ロンドンの霧
「そうですか......。あいつがここに来ていたんですか......」
義経に連れられ、ある住宅に連れてこられた。以前、ここに伯爵が現れ、ある一室を一年間借りたい、しかも、自らの名前ではなく、沖田の名前で契約し、彼にここを使わせるように言ったらしい。
「と言うわけで、沖田くんはあと3ヶ月は家賃いいから。僕から言えることはそれだけ。細かいことは大家本人から聞くといいよ」
「はあ。って、なんであと3ヶ月なんですか!? 手紙が来たのが2ヶ月前ですよ!」
「うん、手紙が来たのと支払いは関係ないから」
はあとため息ついたと思ったとたん、
「あー!! そうだ!そんなことよりですよ!」
自分で振っといて、『そんなことより』と言うのはどういうことなのだろうかと義経は思ったのだが、彼が聞きたいことについての検討はおおよそ付いていたため、指摘は口に出さずにいた。
「あいつ! 伯爵は一体何者なんですか! いきなり日本からイギリスに呼び出して、その本人は出てこない! 一体彼は何者なんですか!?」
「まあ、落ち着いて。

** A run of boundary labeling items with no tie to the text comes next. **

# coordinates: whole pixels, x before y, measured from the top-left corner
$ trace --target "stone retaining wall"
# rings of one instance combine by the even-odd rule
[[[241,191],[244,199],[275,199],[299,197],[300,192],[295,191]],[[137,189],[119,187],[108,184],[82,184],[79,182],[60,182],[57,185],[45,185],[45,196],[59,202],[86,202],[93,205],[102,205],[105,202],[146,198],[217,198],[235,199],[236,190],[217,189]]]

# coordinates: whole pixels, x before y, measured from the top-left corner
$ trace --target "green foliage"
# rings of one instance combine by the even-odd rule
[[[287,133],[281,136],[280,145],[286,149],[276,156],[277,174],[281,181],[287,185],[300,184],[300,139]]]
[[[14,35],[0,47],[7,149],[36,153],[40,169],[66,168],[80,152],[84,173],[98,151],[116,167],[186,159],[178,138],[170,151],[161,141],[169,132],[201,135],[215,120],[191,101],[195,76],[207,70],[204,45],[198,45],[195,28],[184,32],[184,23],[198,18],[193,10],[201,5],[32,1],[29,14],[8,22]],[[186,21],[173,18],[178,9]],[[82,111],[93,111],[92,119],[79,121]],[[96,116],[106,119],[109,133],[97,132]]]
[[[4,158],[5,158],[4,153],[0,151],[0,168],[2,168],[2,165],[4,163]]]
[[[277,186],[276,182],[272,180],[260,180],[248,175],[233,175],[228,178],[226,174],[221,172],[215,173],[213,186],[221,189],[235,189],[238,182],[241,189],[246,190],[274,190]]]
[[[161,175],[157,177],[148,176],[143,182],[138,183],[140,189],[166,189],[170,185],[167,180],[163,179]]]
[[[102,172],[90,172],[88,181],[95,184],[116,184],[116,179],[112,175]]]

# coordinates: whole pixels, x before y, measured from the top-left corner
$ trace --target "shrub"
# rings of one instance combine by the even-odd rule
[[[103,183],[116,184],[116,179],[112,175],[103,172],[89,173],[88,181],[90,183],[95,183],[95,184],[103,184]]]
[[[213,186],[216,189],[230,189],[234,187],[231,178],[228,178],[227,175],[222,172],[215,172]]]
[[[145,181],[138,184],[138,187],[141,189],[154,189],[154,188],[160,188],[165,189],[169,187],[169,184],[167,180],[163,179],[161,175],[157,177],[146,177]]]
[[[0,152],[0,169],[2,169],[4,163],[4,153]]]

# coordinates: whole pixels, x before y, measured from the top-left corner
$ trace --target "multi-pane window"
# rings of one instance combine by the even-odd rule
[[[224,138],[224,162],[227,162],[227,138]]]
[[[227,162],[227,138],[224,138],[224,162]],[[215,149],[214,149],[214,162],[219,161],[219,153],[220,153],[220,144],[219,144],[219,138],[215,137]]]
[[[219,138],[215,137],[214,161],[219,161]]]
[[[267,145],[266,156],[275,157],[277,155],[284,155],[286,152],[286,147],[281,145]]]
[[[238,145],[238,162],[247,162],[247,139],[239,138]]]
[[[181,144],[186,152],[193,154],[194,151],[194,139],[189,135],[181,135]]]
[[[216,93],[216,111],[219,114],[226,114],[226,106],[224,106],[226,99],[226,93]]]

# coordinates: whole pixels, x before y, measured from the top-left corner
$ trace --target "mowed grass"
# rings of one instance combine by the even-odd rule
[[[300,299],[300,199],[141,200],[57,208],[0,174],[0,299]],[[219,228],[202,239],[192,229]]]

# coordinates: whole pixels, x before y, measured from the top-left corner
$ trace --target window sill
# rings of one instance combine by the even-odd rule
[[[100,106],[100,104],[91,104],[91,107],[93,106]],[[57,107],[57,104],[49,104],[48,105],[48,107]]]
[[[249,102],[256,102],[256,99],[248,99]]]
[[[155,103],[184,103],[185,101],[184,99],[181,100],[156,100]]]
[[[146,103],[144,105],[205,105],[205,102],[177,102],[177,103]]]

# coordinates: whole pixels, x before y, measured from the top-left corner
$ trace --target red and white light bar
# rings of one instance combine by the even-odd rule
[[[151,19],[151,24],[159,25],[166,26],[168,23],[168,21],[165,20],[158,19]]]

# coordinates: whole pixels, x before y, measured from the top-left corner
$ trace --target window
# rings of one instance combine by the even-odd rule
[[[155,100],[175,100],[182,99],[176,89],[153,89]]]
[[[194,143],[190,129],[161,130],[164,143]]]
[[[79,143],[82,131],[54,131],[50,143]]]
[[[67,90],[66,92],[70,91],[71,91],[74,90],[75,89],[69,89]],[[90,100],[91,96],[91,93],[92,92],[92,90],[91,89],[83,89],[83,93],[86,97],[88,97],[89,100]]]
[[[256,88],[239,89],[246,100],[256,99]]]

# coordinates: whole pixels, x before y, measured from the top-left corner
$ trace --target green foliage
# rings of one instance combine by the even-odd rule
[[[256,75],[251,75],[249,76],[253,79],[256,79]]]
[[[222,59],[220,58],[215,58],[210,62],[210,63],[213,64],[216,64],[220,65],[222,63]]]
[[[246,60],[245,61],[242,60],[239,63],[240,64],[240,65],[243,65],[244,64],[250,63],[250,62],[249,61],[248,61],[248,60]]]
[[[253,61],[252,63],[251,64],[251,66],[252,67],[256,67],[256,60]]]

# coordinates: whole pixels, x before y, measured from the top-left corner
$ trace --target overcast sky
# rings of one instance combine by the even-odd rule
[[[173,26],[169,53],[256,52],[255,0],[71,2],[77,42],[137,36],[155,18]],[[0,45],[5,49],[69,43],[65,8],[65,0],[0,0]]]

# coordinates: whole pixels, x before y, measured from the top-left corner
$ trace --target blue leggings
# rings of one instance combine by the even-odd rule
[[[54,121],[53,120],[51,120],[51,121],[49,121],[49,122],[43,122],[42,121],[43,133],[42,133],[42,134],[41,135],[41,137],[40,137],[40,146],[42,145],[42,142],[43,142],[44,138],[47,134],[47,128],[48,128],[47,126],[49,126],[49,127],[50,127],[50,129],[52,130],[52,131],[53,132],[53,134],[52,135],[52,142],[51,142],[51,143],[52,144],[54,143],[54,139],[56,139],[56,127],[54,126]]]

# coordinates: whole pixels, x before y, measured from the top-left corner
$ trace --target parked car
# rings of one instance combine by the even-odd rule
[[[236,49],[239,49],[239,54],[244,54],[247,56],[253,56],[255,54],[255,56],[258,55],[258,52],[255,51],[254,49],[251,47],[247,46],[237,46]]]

紅茶でも淹れ直そうか?」
義経は沖田を落ち着かせるように温かい紅茶を淹れた。
「実際のところ、僕も詳しいことは分からないんだ。以前に彼がここに来る前から名だけは何度か聞いたことはあるが、噂だけが独り歩きするような人物だ」
沖田自身、伯爵のことをよく知っているわけではない。だが、まさか現地でも知る者は少なく、その存在自体があやふやだだということに頭を抱えた。
「ここでは『ホムンクルス』と呼ばれるような肉のついたからくり人形を作っているだとか、それほど高くない金属から金などの価値の高い金属に変えるだとか不可思議な実験をしているとか。今はこのロンドンのどこかに住んでいるらしい」
「どこかって! どこなんですか!?」
「分かっていたら苦労はしていないよ。僕だって彼に聞きたいことは山ほどあるからね」
すこし落ち込んだ顔を見せ、何か遠くを見つめているような表情を浮かべた。まるで歴戦の友を看取るかのような目を。が――。
「ただいま!今日の夕飯は―、って、その人は?」
扉を開けたのは20代半ばの女性。そのとたん、さっきまでの空気、義経の顔がどこかへ吹き飛んだ。
「おかえり。この人が前に話した人だよ。名は『沖田総司』、極東の国『日本』の出身だ」
「は、はじめまして。沖田総司と申します。しばらくお世話になり――」
「はじめましてー!私はここの大家のメアリー・ジェイン・ケリーです。じゃあ、今日は歓迎用の食事にするね」
勢いが強く、腰に差していた刀に思わず手を伸ばしてしまったが、なんとか押さえることが出来た。
「あ、それとあんまり夜にはうろうろしないようにね。なんかまだ殺人犯が逃走中らしいから」
「殺人犯......?」
義経は軽く返事をしたが、沖田は刀を力を込め握った。
(やっと、やっと本気で腕試しが出来る......)
(って、言っても、簡単に遭遇出来るものじゃないよなー)
深夜の街に沖田は来ていた。というのも、例の殺人犯と手合わせするためである。銃だろうが、剣だろうが関係ない。とにかく、永倉から選別に渡された刀、斉藤に不思議がられた身体能力の限界を知りたかった。
「あー!誰だ?さっきからチョロチョロ変な気配焚きあがって」
突如屋根上から降りてきた人影―。その姿は全身黒ずくめで黒いコートを着ており、顔は口元が微かに見える程度だった。しかし、沖田が手を刀を添えた瞬間発した言葉は沖田を動揺させた。
「なんだ、よく見れば沖田じゃねえか。かなり病弱だったからもう既に死んだものだと思っていたが、不思議なこともあるもんだな」
沖田の名を知っており、日本語を発している。しかも腰に挿されているものは日本刀。まさか同郷の者だとは思っておらず、即座に抜刀した刀の剣先が若干震えていた。
「そりゃ驚くよな? 名前も知らぬ相手から自分の名前を言われたら。俺の名前も明かしたいところだが、契約上簡単に足がつくようなマネは出来ないからな。明かしたいのなら、力尽くでもやることだな」
沖田はすぅと息を吸い、剣先の震えを止めた。
「ならば問う。先日起きた殺人事件の犯人は貴様か?」
少しの沈黙のあと、その男はフッと笑った。